We've got, you know, up to x squared and up to y squared, and there's a sense in which this is a simpler function. I mean, it looks like it's got more terms than the original one, which was e to the x halves sine of y, but if it's, you know, if it's a computer that needs to compute these things, for example, it's much easier to deal with polynomials. That’s a faster thing to do.
Also, for theoretical purposes, it can be nice to deal with just a quadratic polynomial to make conclusions about things. We'll see that in the context of something called the second partial derivative test. But just to get a feel for what this means, let's pull up the graph of the relevant functions.
So this here is the graph of the original function e to the x halves times sine of y, and the point that we're approximating near was where x equals zero. So let's see how we get oriented: x is equal to zero, and then y is equal to pi halves, so this is the point we're approximating near.

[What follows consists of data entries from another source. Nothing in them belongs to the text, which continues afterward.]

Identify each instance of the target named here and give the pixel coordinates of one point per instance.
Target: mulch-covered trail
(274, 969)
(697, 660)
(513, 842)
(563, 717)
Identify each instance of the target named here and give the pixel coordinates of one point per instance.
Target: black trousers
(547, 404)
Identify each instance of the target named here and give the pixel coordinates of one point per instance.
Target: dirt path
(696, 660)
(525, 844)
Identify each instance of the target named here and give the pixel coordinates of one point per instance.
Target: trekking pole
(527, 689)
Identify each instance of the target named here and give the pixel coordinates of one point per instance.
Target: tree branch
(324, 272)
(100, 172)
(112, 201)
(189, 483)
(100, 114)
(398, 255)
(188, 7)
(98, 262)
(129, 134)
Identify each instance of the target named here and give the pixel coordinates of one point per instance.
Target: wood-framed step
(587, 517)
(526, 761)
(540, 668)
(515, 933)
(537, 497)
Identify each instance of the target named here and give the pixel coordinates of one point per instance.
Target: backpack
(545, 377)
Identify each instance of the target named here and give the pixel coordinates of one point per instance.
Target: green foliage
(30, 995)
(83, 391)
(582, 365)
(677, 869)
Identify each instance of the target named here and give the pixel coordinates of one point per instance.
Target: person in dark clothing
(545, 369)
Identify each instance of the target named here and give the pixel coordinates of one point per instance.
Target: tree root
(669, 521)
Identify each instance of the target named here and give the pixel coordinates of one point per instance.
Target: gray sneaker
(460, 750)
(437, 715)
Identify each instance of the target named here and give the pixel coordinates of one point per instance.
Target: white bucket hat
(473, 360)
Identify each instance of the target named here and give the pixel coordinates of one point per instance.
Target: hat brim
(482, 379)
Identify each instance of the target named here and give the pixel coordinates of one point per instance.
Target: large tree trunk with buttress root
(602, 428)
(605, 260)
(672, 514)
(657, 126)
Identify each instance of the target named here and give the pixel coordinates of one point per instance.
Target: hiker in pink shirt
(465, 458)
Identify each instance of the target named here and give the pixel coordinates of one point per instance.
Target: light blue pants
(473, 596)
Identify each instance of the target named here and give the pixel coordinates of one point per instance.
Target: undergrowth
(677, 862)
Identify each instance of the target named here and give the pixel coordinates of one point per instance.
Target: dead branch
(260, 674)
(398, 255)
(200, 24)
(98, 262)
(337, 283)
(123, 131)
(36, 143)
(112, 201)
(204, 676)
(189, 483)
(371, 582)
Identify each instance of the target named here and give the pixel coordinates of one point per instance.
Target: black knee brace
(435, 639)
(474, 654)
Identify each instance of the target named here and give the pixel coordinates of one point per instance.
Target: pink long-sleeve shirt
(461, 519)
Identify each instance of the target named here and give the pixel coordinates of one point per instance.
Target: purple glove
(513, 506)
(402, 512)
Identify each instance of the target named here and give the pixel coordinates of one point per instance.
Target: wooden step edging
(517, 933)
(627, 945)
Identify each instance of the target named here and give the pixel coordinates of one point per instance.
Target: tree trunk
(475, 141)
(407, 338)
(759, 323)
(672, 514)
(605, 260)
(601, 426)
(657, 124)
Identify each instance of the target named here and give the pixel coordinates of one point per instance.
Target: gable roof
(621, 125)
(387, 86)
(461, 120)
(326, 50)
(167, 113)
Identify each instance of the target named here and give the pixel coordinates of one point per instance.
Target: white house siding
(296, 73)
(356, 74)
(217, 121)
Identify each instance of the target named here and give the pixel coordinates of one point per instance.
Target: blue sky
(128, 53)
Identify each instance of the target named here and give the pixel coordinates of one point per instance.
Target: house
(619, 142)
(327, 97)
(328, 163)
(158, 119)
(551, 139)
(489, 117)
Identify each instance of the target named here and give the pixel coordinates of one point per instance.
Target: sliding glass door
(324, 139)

The quadratic approximation, when you plug everything in, has a graph that looks like this white surface here. So if I get rid of that original graph, this is how we're approximating the function near that point. And that does a pretty good job, right? Because even as you step pretty far away from that point, it's pretty closely hugging the original surface.
If you go very far away, you know it certainly doesn't get the oscillating nature of that sine component, and the exponential component grows faster than the quadratic one. But nearby, this actually gives a very good feel for the shape of the graph.
Again, later on, we'll see how this is a pretty useful theoretical tool for drawing conclusions about qualitative features of the shape of the graph. The fact that this looks kind of like a saddle is going to end up being important in certain contexts.
Before we get to any of that, in the next couple videos, I'm going to talk about a simpler, or rather a more generalizable form of writing down this quadratic approximation using vector notation. Because right now, we're just limited to, you know, two variables, and you can imagine how monstrous this might look if you're dealing even just with a three-variable function, right? Think of all the different possible second partial derivatives of a three-variable function or a four-variable function; it would quickly get out of hand.
But there is kind of a nice general way to write all of these. So with that, I will see you next video.